After the death of Ala ud-dîn (A.D. 1316) a change seems to have come over the spirit of the Pathan architects, and all their subsequent buildings, down to the time of Shere Shah, A.D. 1539, exhibit a stern simplicity of design, in marked contrast to the elaborate ornamentation with which they began. It is not clear whether this arose from any puritanical reaction against the quasi-Hinduism of the earlier examples, or from any political causes, the effect of which it is now difficult to trace: but, certain it is, that when that stern old warrior Tugluck Shah, A.D. 1321, founded the New Delhi, which still bears his name—Tugluckabad—all his buildings are characterised by a severe simplicity, in marked contrast with those which his predecessors erected in the capital that overlooks the plain in which his citadel is situated.
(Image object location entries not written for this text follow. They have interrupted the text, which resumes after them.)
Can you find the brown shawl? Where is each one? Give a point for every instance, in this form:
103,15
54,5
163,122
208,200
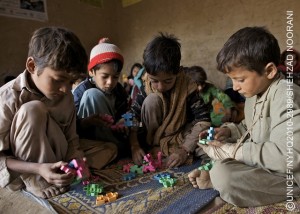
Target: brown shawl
169,135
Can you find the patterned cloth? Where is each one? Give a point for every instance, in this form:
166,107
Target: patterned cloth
143,194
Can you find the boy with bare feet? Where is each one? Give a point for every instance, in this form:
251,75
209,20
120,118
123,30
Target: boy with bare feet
262,166
38,118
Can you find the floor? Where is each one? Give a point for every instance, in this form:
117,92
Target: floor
17,203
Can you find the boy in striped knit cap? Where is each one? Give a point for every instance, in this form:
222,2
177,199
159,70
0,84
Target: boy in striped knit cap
101,94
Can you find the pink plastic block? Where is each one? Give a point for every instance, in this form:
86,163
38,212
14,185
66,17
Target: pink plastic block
107,118
68,169
126,167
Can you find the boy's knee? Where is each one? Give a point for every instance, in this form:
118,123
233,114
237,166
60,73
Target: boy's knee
221,176
34,110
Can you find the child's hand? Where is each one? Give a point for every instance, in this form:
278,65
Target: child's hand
51,173
97,120
222,134
120,127
177,158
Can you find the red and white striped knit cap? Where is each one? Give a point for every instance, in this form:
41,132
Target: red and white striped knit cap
104,52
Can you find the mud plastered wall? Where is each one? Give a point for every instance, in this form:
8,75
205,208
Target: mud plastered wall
202,26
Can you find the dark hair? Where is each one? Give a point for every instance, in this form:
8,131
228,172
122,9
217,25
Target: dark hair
250,47
138,65
162,54
118,65
59,49
287,52
197,74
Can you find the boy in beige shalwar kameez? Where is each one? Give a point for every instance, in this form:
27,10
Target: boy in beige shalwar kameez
262,166
38,118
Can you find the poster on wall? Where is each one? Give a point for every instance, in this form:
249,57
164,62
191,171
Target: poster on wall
126,3
97,3
25,9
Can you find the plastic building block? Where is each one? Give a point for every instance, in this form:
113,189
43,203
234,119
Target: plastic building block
149,168
109,197
93,189
153,164
126,167
68,169
167,182
210,136
129,120
82,170
129,176
162,175
206,166
211,133
92,179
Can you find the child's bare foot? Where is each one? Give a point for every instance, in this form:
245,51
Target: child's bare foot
200,179
47,192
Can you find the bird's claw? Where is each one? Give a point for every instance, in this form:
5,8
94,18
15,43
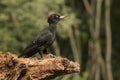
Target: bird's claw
52,56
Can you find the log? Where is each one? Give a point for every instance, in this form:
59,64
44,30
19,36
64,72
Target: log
14,68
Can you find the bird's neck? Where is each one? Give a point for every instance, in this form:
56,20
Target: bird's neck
53,27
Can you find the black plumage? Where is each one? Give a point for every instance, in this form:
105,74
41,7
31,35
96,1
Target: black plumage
44,39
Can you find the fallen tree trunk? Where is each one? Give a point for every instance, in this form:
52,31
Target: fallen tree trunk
14,68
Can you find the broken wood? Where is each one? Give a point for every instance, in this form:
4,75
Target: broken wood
14,68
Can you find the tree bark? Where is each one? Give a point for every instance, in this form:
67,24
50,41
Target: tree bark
108,40
14,68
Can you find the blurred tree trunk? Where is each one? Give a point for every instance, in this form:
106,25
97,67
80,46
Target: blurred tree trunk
108,40
94,12
75,50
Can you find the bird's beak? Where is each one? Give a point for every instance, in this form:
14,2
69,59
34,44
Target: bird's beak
62,17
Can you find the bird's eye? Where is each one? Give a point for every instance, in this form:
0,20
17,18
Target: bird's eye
56,17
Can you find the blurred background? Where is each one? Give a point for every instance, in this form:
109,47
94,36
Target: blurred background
89,35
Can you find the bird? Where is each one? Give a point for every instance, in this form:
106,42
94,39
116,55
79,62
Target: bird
44,39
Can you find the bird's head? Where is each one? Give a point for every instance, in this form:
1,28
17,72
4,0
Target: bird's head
54,18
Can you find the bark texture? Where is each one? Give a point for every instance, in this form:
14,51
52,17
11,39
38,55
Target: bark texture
14,68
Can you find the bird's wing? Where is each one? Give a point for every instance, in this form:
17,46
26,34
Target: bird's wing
43,38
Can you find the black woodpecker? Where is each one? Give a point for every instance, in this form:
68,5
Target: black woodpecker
44,39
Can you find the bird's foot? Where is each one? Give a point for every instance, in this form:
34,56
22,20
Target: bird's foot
52,56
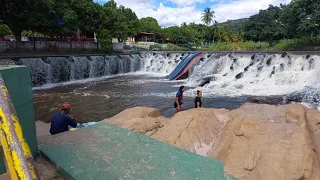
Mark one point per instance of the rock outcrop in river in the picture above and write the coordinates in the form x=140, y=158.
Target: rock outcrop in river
x=256, y=141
His tomb, which was finished at least, if not built, by his successor, instead of being situated in a garden, as is usually the case, stands by itself in a strongly-fortified citadel of its own, surrounded by an artificial lake. The sloping walls and almost Egyptian solidity of this mausoleum, combined with the bold and massive towers of the fortifications that surround it, form a model of a warrior’s tomb hardly to be rivalled anywhere, and in singular contrast with the elegant and luxuriant garden-tombs of the more settled and peaceful dynasties that succeeded.
The change, however, of most interest from a historical point of view is, that by the time of Tugluck Shah’s reign, the Moslems had worked themselves entirely free from Hindu influence. In his buildings all the arches are true arches; all the details invented for the place where they are found. His tomb, in fact, would be as appropriate—more so, indeed—if found in the valley of the Nile than on the banks of the Jumna; and from that time forward Mahomedan architecture in India was a new and complete style in itself, and developed according to the natural and inevitable sequences of true styles in all parts of the world.